Comstock looked about once more but no one even seemed to be paying much attention. There were benches nearby where seated tourists were watching a scene in the park. A group of mariachis was gathering. An old man with a trumpet had now joined them.

Comstock called to a vendor from the nearby gazebo and asked for a glass of ice water, which the vendor remarkably brought right over. Comstock rubbed the Indian peasant’s nose with an ice chip and shook him gently. His head fell limp to this side and that, until the professor threw the glass of water directly into his face. The youth coughed once, then opened his eyes, sputtering words the American could not understand.

“Are you all right?” Comstock said.

Chuchui looked at him attentively, but cautiously, without making reply.

Comstock helped Chuchui to his feet. “Thank you,” Chuchui said in almost perfect English, whereupon he turned, walked briskly away and disappeared in through the door of a hacienda.

Comstock, looking confused, turned round in a complete circle, then sat down. Suddenly, he leaped to his feet and followed the young Nahuatl inside, but Chuchui was nowhere to be found. “Have you seen the native,” Comstock asked one and then another hotel employee, but no one had an inkling what he was talking about.

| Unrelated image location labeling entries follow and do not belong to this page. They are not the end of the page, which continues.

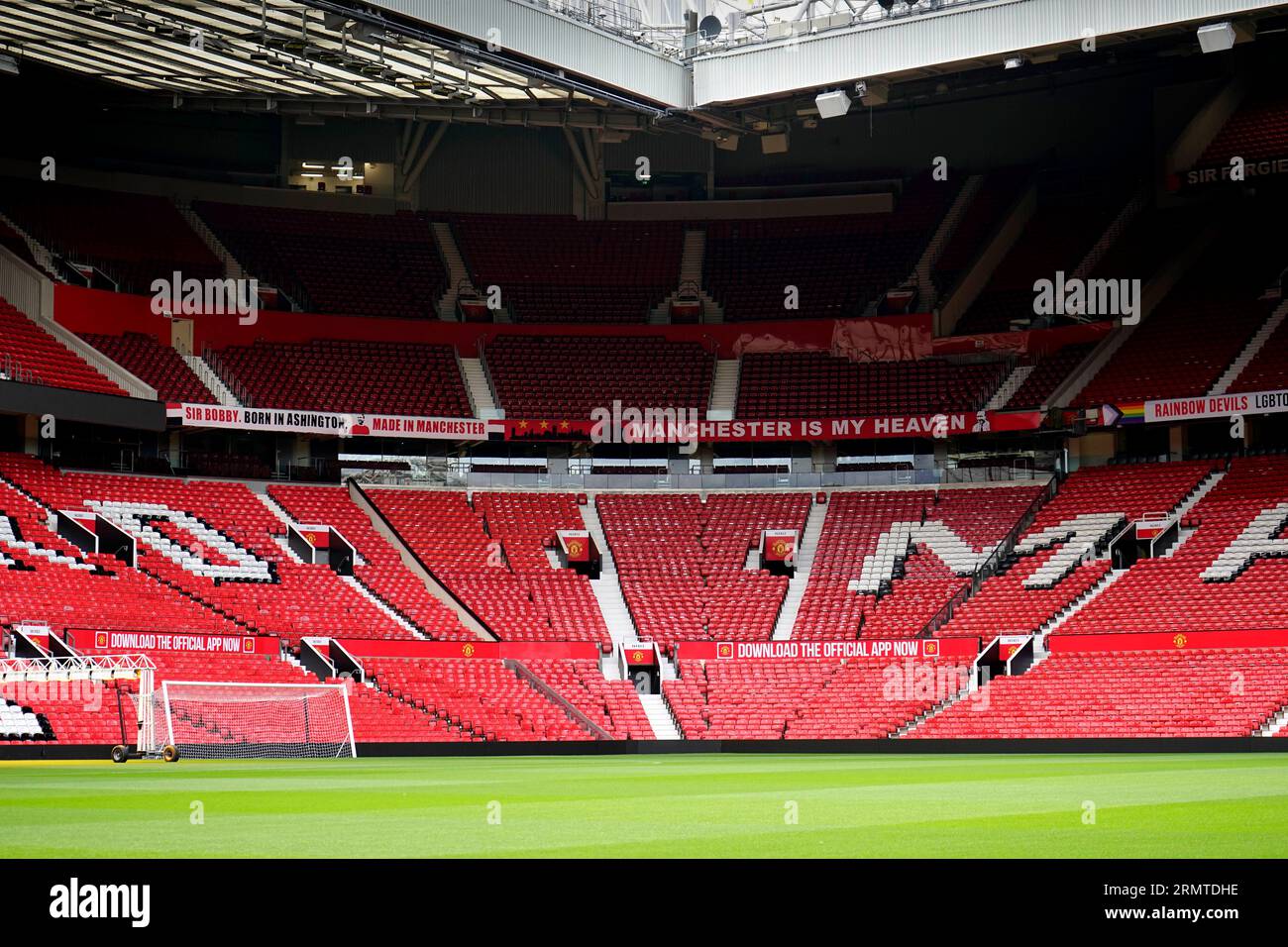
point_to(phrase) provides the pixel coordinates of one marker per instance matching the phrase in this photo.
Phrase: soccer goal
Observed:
(233, 720)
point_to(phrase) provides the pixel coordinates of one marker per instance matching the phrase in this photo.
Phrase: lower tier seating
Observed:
(475, 698)
(683, 564)
(877, 577)
(31, 355)
(805, 699)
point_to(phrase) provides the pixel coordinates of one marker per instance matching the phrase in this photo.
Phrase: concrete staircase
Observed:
(1129, 211)
(1250, 350)
(39, 252)
(923, 272)
(1189, 504)
(213, 382)
(1008, 389)
(724, 389)
(660, 718)
(1060, 617)
(458, 273)
(606, 587)
(232, 268)
(786, 620)
(480, 386)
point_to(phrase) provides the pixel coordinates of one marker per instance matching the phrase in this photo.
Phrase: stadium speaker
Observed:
(832, 105)
(773, 145)
(1216, 38)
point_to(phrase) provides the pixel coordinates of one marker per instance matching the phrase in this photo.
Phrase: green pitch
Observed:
(833, 805)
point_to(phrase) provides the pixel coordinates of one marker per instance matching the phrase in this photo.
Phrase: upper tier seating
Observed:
(984, 214)
(1267, 371)
(1125, 693)
(570, 376)
(911, 590)
(481, 698)
(359, 376)
(1190, 590)
(381, 567)
(335, 262)
(217, 544)
(815, 384)
(1119, 495)
(838, 264)
(12, 241)
(490, 556)
(29, 354)
(158, 365)
(134, 239)
(562, 269)
(1257, 131)
(800, 699)
(682, 562)
(1047, 373)
(1188, 342)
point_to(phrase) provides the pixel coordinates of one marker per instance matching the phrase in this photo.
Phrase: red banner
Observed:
(1168, 641)
(133, 642)
(671, 427)
(809, 651)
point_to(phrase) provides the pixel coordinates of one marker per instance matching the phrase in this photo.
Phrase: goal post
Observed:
(253, 720)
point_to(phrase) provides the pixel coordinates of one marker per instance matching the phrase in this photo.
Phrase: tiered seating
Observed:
(804, 699)
(838, 264)
(353, 264)
(360, 376)
(1257, 131)
(561, 269)
(815, 384)
(381, 718)
(1173, 354)
(18, 723)
(1047, 373)
(381, 567)
(1177, 592)
(480, 697)
(12, 241)
(29, 354)
(613, 705)
(923, 582)
(47, 579)
(158, 365)
(1267, 371)
(570, 376)
(682, 562)
(490, 557)
(1005, 604)
(218, 545)
(1126, 693)
(134, 239)
(1057, 236)
(978, 224)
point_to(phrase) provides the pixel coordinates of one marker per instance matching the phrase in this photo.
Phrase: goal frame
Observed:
(167, 723)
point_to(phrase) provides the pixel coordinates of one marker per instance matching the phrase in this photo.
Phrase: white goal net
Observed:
(230, 720)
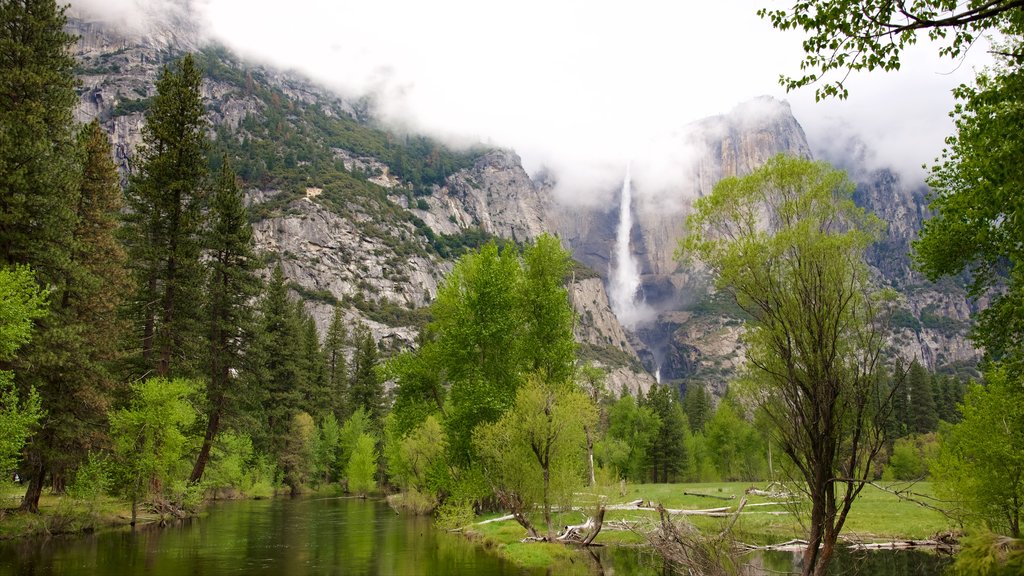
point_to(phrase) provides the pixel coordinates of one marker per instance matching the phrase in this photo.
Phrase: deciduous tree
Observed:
(845, 36)
(981, 464)
(787, 243)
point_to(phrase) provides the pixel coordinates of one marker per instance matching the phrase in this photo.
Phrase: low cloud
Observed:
(579, 88)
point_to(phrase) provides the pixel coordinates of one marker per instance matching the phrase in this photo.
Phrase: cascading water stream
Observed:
(626, 272)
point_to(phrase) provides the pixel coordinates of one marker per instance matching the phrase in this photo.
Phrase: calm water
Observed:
(318, 535)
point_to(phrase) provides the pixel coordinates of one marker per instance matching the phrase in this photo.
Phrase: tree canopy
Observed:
(978, 220)
(845, 36)
(787, 243)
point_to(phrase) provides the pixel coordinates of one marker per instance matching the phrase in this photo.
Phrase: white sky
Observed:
(578, 86)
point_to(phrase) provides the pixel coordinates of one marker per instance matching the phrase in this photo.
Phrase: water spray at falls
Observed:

That evening, while walking along the pasado that leads back to the park, Comstock saw him again. He recognized the skinned nose, the flat looking face. Comstock ran up to him and said hello. Chuchui frowned and turned away. “Where are you from?” Comstock asked, following him. Chuchui did not answer and Comstock kept on his tail. “What is your name?”

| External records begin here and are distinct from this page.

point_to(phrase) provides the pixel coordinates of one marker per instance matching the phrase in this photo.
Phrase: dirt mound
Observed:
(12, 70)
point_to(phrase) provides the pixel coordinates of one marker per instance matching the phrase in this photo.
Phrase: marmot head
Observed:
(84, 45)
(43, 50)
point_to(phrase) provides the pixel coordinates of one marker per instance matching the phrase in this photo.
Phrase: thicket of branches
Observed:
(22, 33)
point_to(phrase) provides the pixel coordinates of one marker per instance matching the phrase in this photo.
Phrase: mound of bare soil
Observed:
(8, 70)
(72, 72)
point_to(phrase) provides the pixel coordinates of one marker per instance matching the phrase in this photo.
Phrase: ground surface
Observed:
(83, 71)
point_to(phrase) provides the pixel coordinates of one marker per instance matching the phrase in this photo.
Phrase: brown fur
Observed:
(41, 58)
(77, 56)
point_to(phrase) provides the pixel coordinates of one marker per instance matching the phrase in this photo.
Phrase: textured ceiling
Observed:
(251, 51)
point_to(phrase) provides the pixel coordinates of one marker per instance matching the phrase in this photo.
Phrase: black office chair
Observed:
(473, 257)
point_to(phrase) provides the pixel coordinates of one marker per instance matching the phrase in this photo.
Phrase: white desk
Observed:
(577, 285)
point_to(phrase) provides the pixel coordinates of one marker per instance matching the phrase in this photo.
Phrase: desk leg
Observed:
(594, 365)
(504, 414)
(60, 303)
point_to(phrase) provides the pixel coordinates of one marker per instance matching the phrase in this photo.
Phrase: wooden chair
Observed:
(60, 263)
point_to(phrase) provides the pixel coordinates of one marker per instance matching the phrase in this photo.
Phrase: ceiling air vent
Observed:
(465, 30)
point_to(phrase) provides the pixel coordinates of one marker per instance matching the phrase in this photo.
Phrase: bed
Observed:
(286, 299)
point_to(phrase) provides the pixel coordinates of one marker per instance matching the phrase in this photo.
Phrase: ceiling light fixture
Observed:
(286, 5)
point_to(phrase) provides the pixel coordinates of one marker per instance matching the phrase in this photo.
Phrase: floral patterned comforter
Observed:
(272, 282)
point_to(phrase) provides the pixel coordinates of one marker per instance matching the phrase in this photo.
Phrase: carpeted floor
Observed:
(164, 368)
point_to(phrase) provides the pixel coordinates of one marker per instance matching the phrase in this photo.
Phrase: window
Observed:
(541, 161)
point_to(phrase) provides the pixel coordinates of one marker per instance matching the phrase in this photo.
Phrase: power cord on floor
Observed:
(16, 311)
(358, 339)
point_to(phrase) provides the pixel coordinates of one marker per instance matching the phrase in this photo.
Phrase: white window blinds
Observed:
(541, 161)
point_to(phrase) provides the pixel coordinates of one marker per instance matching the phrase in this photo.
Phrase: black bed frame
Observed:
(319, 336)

Chuchui turned and squared off, facing the persistent American. “I no speak English.”

It was apparent Comstock had misjudged him. Chuchui’s “Thank you” earlier in the day had thrown him off. It was something he learned to say when doing business with Americans in the course of his work.

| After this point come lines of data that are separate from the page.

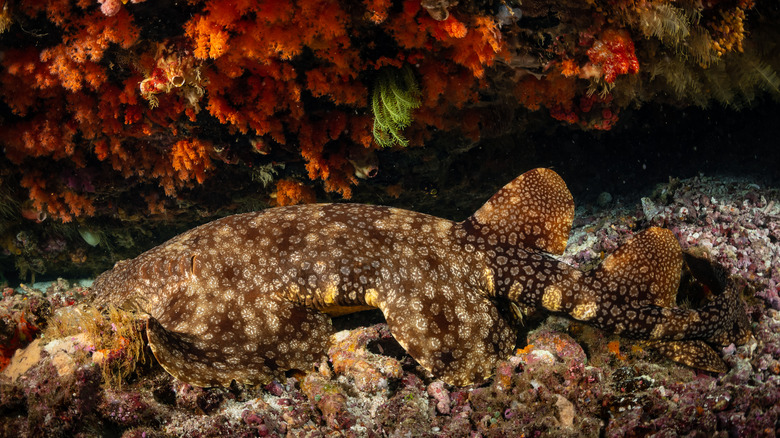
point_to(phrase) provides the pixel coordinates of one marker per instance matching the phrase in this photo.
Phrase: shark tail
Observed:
(638, 288)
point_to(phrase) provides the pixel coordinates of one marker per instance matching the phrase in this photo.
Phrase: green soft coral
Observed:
(395, 96)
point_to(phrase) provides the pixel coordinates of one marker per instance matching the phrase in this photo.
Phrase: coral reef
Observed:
(107, 113)
(567, 380)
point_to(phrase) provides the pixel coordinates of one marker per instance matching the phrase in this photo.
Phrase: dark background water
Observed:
(647, 147)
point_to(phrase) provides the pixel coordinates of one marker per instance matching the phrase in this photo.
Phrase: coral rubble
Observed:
(109, 113)
(567, 380)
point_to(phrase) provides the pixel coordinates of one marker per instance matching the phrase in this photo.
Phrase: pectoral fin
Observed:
(695, 354)
(250, 348)
(458, 337)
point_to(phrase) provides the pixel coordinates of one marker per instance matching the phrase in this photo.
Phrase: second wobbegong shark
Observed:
(250, 296)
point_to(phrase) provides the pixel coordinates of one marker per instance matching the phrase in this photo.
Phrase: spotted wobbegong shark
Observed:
(250, 296)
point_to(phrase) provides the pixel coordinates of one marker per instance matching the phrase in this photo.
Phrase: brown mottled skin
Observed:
(250, 296)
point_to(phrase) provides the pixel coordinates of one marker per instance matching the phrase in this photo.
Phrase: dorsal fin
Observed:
(534, 211)
(645, 270)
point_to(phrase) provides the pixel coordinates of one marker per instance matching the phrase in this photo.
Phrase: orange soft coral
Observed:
(291, 73)
(292, 192)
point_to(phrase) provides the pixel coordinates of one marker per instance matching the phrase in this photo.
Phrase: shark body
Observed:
(250, 296)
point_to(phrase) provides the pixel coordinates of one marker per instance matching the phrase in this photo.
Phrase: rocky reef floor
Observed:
(566, 378)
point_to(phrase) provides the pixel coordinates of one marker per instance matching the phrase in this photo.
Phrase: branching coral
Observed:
(289, 75)
(157, 111)
(394, 97)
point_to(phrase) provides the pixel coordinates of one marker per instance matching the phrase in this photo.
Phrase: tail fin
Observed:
(639, 284)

Undaunted, Comstock began to address him in Spanish. “Donde vas,” Comstock said, which means "Where are you going?"

Chuchui shook his head, tried to speak but no words came. Suddenly his voice broke and he began to cry. This was not something Comstock had expected. Chuchui placed his palm on Comstock’s arm while his eyes scanned the square, darting here and there, as if he were afraid of something.

Comstock sensed the youth’s uneasiness. “I am from the United States... Estados Unidas. I am called William. How are you called?”

“My name is Chuchui,” the youth said, nodding his head slightly as he said it. “We must talk now.”